L’ambition de Skinner – en accord avec sa méthode [11] – est de montrer que la théorie
politique de Hobbes, qui arrive à maturité dans le Léviathan de 1651, est bien une
intervention dans un débat politique, une réponse aux théoriciens républicains qui
avaient affirmé que la soumission à un maître absolu était une forme d’esclavage, et que
seul un Etat de forme démocratique pouvait concilier les bienfaits de la société civile
avec le maintien de la liberté comme indépendance par rapport à l’arbitraire d’autrui, ou
comme non domination. L’habileté rhétorique de Hobbes et la force des images grâce
auxquelles il traduit, comme le montre Skinner, son entreprise intellectuelle en données
visibles, lui ont ainsi permis d’imposer l’idée plutôt étrange, et contraire à toute la tradition
classique, que la liberté ne consiste pas à ne dépendre de personne mais à ne pas
rencontrer d’obstacles dans l’exécution de notre volonté. Mieux encore, Hobbes paraît
avoir réussi à dissocier durablement la question de la liberté de celle du régime politique
et à convaincre la postérité que la liberté est compatible avec la soumission et
l’exposition à une volonté arbitraire pourvu que celle-ci soit bénigne et laisse à ses
« esclaves » une grande latitude de satisfaire leurs désirs.

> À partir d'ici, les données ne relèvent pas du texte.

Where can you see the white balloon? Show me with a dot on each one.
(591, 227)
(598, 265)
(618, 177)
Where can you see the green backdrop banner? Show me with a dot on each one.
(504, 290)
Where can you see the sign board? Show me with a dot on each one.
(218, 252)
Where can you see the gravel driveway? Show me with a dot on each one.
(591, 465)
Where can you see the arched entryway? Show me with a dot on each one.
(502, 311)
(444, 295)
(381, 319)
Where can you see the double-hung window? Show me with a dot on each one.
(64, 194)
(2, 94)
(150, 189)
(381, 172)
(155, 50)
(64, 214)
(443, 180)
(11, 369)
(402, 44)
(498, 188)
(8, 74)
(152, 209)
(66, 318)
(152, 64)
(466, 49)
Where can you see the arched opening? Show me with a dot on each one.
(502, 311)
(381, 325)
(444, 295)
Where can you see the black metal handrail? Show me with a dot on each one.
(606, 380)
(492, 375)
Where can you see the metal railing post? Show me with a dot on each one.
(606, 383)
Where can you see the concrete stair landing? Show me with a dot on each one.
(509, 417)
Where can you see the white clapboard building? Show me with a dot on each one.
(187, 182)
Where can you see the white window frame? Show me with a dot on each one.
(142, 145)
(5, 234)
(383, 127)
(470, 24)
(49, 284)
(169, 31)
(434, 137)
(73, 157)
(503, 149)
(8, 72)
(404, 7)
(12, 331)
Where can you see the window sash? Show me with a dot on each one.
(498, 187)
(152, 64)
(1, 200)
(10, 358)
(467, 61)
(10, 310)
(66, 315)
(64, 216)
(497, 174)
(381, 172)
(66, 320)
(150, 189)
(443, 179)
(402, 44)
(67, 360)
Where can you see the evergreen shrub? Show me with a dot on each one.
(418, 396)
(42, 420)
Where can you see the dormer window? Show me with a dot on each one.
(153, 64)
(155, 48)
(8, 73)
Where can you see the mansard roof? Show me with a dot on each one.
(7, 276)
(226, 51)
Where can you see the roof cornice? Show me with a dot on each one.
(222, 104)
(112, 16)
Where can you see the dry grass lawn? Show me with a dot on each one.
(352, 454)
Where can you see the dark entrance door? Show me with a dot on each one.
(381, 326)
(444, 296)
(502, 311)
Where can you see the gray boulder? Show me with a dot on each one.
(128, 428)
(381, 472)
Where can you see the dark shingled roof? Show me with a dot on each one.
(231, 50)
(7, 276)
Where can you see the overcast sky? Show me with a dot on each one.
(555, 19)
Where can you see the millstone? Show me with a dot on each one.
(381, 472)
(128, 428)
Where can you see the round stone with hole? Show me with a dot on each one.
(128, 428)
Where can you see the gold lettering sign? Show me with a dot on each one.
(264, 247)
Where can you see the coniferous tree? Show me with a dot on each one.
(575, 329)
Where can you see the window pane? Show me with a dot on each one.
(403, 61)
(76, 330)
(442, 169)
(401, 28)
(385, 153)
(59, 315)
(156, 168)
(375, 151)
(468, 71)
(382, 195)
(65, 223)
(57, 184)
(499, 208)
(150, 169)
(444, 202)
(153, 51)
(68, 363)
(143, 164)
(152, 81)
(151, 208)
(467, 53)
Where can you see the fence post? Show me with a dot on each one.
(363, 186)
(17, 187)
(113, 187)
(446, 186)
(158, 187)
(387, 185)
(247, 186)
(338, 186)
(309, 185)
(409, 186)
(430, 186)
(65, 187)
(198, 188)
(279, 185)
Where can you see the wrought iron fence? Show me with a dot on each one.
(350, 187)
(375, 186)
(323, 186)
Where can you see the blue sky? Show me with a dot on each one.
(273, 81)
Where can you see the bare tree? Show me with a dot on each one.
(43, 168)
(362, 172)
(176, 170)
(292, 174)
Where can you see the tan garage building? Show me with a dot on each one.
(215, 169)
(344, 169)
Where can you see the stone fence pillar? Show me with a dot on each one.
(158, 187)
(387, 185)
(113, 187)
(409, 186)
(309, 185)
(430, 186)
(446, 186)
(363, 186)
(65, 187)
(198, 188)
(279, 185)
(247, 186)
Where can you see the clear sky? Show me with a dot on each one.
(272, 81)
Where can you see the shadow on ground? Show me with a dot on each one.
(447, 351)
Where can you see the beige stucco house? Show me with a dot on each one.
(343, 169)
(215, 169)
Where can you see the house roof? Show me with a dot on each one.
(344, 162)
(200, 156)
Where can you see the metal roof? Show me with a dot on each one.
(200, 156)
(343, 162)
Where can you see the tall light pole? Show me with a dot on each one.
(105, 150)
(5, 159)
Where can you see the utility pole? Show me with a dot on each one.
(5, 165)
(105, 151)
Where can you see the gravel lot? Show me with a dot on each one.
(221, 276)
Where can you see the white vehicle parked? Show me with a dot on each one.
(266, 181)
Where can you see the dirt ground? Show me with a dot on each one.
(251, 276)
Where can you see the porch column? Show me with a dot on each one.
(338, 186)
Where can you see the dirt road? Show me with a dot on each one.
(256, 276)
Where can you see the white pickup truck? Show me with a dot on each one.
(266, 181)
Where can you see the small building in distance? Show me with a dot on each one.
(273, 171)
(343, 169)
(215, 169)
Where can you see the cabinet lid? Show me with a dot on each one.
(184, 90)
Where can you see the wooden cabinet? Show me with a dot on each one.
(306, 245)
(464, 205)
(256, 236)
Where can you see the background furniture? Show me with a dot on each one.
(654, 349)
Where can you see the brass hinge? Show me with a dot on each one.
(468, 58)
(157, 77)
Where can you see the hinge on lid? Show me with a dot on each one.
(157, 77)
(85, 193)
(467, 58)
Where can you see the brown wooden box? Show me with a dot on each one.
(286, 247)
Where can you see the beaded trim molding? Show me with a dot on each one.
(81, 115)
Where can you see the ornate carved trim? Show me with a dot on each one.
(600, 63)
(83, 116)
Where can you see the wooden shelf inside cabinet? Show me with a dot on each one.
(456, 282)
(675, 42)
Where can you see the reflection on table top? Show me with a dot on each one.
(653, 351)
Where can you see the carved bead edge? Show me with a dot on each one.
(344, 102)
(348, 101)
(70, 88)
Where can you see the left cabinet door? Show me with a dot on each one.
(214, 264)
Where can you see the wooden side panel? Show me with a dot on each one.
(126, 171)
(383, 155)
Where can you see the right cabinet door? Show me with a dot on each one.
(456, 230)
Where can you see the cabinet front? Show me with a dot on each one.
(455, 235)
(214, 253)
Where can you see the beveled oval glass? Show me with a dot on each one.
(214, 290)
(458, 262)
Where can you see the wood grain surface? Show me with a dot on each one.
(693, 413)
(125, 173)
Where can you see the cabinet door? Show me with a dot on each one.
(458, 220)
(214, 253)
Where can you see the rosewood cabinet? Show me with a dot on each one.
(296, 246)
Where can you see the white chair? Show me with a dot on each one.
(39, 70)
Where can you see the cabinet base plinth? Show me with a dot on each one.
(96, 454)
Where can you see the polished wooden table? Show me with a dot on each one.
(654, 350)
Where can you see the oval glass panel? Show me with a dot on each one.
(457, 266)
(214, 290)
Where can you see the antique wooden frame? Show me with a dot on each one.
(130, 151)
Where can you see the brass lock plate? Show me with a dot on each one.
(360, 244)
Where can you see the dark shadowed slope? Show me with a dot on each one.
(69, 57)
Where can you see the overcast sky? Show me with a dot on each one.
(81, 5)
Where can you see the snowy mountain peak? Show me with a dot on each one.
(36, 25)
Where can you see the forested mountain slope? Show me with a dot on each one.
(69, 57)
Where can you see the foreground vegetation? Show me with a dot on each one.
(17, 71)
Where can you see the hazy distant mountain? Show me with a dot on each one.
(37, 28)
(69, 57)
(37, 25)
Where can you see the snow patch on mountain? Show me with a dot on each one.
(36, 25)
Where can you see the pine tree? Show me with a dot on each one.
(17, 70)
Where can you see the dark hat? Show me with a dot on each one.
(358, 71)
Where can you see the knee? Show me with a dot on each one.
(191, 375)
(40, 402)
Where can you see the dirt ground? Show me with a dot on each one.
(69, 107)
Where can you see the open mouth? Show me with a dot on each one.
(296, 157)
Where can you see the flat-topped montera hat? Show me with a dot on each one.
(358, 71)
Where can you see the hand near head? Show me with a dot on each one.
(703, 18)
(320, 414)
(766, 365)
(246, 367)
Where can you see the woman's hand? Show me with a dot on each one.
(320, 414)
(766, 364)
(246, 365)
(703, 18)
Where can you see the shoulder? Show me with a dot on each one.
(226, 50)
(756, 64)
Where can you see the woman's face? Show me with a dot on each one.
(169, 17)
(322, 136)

Hobbes et ses partisans ont gagné la guerre mais cela signifie-t-il que leurs arguments
sont bons ? Pettit et Skinner ne le croient ni l’un ni l’autre : la liberté consiste à être
maître de son existence et à en déterminer soi-même les orientations sans subir
d’influence indue et sans avoir à craindre les réactions négatives de ceux à qui nos
décisions pourraient déplaire. En d’autres termes, elle consiste moins à pouvoir satisfaire
nos désirs qu’à pouvoir en déterminer nous-mêmes la substance. La victoire remportée
par Hobbes sur ses adversaires républicains nous empêche de voir cette différence
essentielle. Pettit et Skinner nous aident à la remettre au jour.